辅导案例-IB9JV0

欢迎使用51辅导，51作业君孵化低价透明的学长辅导平台，服务保持优质，平均费用压低50%以上！ 51fudao.top

IB9JV0 Individual Project (100%)
Scenario
You work for the data science group of a US-based large supermarket chain. Today, you are
assigned to develop a predictive model that can help to improve the future sale of domestic
wine. Your colleague managed to obtain a dataset of 54503 different wines from a market
research firm. The dataset is stored in a .csv file. It contains 8 different attributes about the
wines:
1. Id: uniquely identify a wine.
2. Name: the name of the wine.
3. Score: the rating score given by professional reviewers, scale of 1-100.
4. Price: manufacturer suggested retail price in US dollars.
5. State: the US state where the wine is made.
6. Region_1: The region where the wine is made.
7. Region_2: More specific region where the wine is made.
8. Variety: The grapes used to make the wine.
Requirements:
1. All codes must be implemented using Python.
2. You should use Jupyter Notebook to work on this project and submit the .ipynb file.
3. You are required to write an executive summary (word or pdf file) to present your work.
The summary should be no more than two pages (double spaced, excluding any figures,
tables, and references)
4. Codes must be well documented with comments.
5. You should also include narratives along your codes using Markdown to explain and justify
your steps, as well as describe any insights gained from each step.
6. You may search online or discuss with other students, but each student must work
independently.
Notes:
1. Additional Python packages (not covered in class) are welcomed to use.

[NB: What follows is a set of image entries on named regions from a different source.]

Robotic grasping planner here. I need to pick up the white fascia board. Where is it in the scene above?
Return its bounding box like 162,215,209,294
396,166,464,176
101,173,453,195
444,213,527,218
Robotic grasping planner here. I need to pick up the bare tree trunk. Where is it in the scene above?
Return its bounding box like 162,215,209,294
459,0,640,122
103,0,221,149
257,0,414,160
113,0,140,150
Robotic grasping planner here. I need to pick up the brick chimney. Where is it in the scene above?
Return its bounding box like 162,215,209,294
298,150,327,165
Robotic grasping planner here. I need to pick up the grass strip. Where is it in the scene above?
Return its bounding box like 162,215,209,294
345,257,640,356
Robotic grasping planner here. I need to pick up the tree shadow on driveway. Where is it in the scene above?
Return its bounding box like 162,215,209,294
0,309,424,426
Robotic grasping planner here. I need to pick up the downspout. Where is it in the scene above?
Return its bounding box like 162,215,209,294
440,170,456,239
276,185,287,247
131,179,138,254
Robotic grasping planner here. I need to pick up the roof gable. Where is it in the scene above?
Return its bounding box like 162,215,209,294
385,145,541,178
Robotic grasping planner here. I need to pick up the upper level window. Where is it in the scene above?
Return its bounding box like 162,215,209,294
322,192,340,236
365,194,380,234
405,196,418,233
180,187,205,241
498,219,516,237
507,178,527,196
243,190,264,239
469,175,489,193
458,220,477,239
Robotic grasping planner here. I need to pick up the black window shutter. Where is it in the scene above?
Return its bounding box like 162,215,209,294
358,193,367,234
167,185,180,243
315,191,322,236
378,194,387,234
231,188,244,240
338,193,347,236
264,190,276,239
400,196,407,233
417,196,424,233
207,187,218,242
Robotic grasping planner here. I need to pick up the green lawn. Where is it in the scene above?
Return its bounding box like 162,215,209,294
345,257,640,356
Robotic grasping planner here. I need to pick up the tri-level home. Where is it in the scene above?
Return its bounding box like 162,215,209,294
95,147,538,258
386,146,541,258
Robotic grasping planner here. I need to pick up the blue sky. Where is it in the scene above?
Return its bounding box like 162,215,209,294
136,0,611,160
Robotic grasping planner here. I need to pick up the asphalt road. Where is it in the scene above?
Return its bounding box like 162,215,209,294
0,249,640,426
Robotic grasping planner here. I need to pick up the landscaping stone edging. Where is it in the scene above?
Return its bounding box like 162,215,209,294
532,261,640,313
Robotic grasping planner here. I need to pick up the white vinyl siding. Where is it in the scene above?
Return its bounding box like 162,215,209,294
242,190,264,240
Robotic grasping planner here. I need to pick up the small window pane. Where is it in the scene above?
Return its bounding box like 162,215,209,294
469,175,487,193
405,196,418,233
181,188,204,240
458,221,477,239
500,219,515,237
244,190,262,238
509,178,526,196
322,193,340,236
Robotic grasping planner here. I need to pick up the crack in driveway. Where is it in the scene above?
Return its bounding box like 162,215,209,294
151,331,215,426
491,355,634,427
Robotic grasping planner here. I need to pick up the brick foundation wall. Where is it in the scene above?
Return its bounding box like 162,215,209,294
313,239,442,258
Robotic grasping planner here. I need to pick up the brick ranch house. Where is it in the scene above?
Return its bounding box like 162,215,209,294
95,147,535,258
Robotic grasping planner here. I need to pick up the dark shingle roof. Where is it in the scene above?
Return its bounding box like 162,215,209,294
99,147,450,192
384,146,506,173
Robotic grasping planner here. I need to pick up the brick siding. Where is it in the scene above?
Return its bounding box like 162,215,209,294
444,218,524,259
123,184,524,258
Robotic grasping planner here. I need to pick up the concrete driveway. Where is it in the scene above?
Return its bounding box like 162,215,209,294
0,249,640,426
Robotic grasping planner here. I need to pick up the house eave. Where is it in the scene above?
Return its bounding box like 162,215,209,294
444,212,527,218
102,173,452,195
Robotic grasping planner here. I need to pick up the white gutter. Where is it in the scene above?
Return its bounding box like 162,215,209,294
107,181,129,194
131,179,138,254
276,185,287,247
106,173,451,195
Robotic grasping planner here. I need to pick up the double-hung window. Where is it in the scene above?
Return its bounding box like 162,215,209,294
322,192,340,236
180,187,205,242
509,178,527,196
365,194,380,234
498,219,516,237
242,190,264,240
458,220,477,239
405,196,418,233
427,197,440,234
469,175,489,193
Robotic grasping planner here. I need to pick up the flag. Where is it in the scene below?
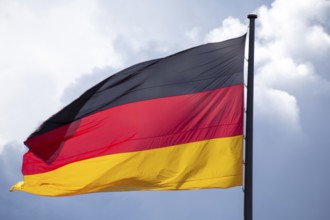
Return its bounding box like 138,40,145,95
11,35,245,196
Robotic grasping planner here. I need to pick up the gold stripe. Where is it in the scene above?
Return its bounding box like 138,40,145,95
11,135,243,196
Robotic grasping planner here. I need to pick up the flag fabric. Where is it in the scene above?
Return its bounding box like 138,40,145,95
11,35,245,196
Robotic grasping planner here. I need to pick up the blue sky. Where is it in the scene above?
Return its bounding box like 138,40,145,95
0,0,330,220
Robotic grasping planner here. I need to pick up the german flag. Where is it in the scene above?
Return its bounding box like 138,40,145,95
11,35,245,196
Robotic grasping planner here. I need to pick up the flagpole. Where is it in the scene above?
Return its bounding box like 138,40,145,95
244,14,258,220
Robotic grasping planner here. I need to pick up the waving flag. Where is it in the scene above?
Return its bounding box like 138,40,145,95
11,35,245,196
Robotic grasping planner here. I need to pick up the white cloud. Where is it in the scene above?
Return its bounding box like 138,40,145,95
205,17,247,42
255,87,301,133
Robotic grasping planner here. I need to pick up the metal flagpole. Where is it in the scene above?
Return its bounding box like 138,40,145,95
244,14,258,220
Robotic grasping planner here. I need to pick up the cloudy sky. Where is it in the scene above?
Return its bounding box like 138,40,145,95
0,0,330,220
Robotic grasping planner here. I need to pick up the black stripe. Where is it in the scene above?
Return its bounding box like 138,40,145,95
30,35,246,137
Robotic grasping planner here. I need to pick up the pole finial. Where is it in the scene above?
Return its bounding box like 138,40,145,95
248,14,258,19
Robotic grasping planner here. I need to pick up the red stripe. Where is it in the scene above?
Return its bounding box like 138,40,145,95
22,85,243,175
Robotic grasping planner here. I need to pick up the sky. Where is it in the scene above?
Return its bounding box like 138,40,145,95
0,0,330,220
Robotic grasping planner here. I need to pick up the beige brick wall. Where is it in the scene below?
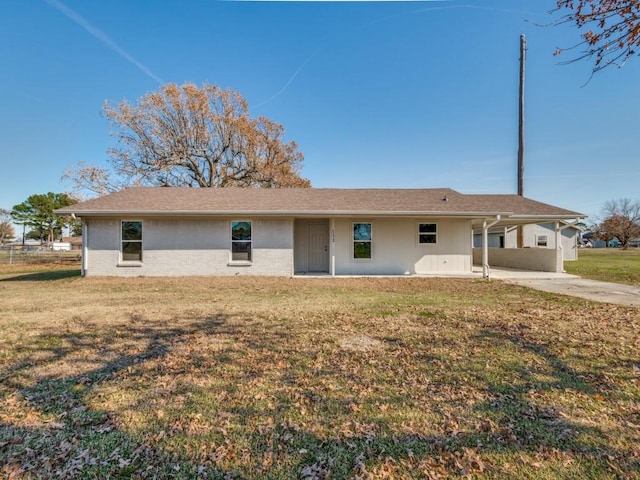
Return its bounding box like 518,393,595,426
85,218,293,276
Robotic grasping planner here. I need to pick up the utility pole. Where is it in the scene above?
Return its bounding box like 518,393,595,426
518,35,527,248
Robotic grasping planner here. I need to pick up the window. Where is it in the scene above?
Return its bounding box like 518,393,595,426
418,223,438,245
536,235,549,247
122,222,142,262
353,223,371,259
231,222,251,262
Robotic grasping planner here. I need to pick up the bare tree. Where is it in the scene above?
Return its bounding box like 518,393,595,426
0,208,15,245
554,0,640,73
596,198,640,249
65,83,310,194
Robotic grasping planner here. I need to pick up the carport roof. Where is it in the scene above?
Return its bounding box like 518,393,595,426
57,187,584,224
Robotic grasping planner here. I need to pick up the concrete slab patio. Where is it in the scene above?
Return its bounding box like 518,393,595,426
484,268,640,307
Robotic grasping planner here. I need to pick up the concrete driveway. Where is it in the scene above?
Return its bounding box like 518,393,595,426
490,268,640,307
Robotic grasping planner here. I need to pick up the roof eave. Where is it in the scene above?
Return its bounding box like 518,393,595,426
61,209,512,218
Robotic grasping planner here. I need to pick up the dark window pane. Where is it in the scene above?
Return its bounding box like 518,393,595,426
122,242,142,262
122,222,142,240
231,222,251,240
419,223,438,233
353,242,371,258
420,233,436,243
353,223,371,240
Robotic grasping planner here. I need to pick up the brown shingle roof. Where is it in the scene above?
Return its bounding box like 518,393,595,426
59,187,583,218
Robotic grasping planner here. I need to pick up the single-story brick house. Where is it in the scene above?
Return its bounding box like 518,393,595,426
58,187,583,276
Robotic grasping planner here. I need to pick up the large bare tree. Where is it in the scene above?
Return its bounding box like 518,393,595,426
596,198,640,249
555,0,640,73
65,83,310,194
0,208,15,245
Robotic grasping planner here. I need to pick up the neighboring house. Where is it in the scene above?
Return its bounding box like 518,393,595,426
57,187,583,276
473,221,582,260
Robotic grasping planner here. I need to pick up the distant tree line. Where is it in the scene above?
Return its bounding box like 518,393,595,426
7,192,80,245
592,198,640,249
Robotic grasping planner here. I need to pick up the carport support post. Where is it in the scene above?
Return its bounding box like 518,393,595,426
555,221,564,272
482,215,500,279
329,218,336,277
482,220,489,278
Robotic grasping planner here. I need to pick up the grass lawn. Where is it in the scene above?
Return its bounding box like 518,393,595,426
564,248,640,285
0,267,640,479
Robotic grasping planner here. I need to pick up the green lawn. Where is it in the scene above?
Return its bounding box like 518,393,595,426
0,267,640,479
564,248,640,285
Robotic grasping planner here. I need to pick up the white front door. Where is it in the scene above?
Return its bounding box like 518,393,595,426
308,223,329,272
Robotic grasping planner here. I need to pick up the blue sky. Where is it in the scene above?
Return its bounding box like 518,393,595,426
0,0,640,221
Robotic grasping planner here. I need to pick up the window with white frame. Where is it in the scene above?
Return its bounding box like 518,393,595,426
353,222,372,260
231,221,251,262
122,220,142,262
536,235,549,247
418,223,438,245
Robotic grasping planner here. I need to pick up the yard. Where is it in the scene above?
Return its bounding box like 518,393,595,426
0,266,640,479
564,248,640,285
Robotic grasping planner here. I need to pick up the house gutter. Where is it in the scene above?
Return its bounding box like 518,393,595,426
482,215,501,280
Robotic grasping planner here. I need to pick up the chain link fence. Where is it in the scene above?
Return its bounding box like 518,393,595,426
0,248,82,265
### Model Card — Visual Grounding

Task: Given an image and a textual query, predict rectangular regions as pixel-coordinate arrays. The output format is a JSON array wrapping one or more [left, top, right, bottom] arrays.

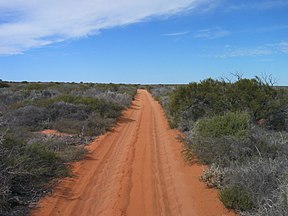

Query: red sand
[[32, 90, 235, 216]]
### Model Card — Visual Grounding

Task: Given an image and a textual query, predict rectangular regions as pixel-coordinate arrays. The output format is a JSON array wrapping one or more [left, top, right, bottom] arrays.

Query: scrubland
[[0, 81, 136, 215], [150, 77, 288, 216]]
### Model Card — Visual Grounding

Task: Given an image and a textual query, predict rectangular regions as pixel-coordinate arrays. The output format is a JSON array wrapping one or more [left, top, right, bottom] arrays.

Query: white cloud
[[217, 41, 288, 58], [194, 28, 231, 39], [162, 31, 190, 37], [0, 0, 210, 55]]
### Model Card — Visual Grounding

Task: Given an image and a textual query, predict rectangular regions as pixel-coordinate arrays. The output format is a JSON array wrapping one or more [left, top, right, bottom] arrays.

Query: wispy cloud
[[162, 31, 190, 37], [194, 28, 231, 39], [0, 0, 210, 55], [216, 41, 288, 58]]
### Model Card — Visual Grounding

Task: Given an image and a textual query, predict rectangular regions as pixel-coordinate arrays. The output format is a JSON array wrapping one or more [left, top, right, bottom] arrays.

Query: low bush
[[158, 77, 288, 216], [169, 77, 288, 130], [194, 112, 250, 138], [0, 82, 136, 216], [220, 185, 254, 211]]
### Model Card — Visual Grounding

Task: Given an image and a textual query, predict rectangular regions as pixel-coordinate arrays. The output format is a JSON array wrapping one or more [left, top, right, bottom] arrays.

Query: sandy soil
[[32, 90, 234, 216]]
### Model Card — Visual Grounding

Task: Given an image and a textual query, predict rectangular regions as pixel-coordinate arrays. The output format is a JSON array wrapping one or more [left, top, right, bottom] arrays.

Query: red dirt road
[[32, 90, 234, 216]]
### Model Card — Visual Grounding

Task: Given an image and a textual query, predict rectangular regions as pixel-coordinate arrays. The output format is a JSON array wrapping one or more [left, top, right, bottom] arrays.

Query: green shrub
[[195, 112, 250, 138], [0, 80, 10, 88], [219, 185, 254, 211], [169, 77, 288, 131]]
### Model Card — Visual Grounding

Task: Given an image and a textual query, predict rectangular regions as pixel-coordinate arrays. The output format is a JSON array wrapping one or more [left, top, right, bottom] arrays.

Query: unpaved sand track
[[32, 90, 234, 216]]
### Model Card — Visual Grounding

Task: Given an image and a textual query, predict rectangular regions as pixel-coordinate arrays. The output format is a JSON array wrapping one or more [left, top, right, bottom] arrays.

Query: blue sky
[[0, 0, 288, 85]]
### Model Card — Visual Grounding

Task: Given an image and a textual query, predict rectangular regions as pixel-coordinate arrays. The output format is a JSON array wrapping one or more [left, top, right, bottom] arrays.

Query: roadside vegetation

But they should
be well documented through Markdown.
2. Comments are different from explanations using Markdown.
3. Here is the importance of each component of your work. The percentage is only indicative.
 Explanation/Description using Markdown (20% - 25%)
 Code, including comments (60% - 65%)
 Executive summary (15% - 20%)
4. This dataset is adopted from an open dataset but has been modified to fit our project. You
might find similar datasets online but don’t rely on the existing solutions as they may not
work properly.
5. The accuracy (or other metrics) of your final prediction model is less important than the
process to achieve and improve that value. Particularly when the dataset is modified, you
may end up with a low accuracy.
6. You may try different algorithms (including those not covered in the lectures) and include
them in your submission. However, a purposeful selection of a smaller number of algorithms
with good justification is better than a random selection of a larger number of algorithms
without good justification.
7. Given the size of dataset, it may take time to train your model.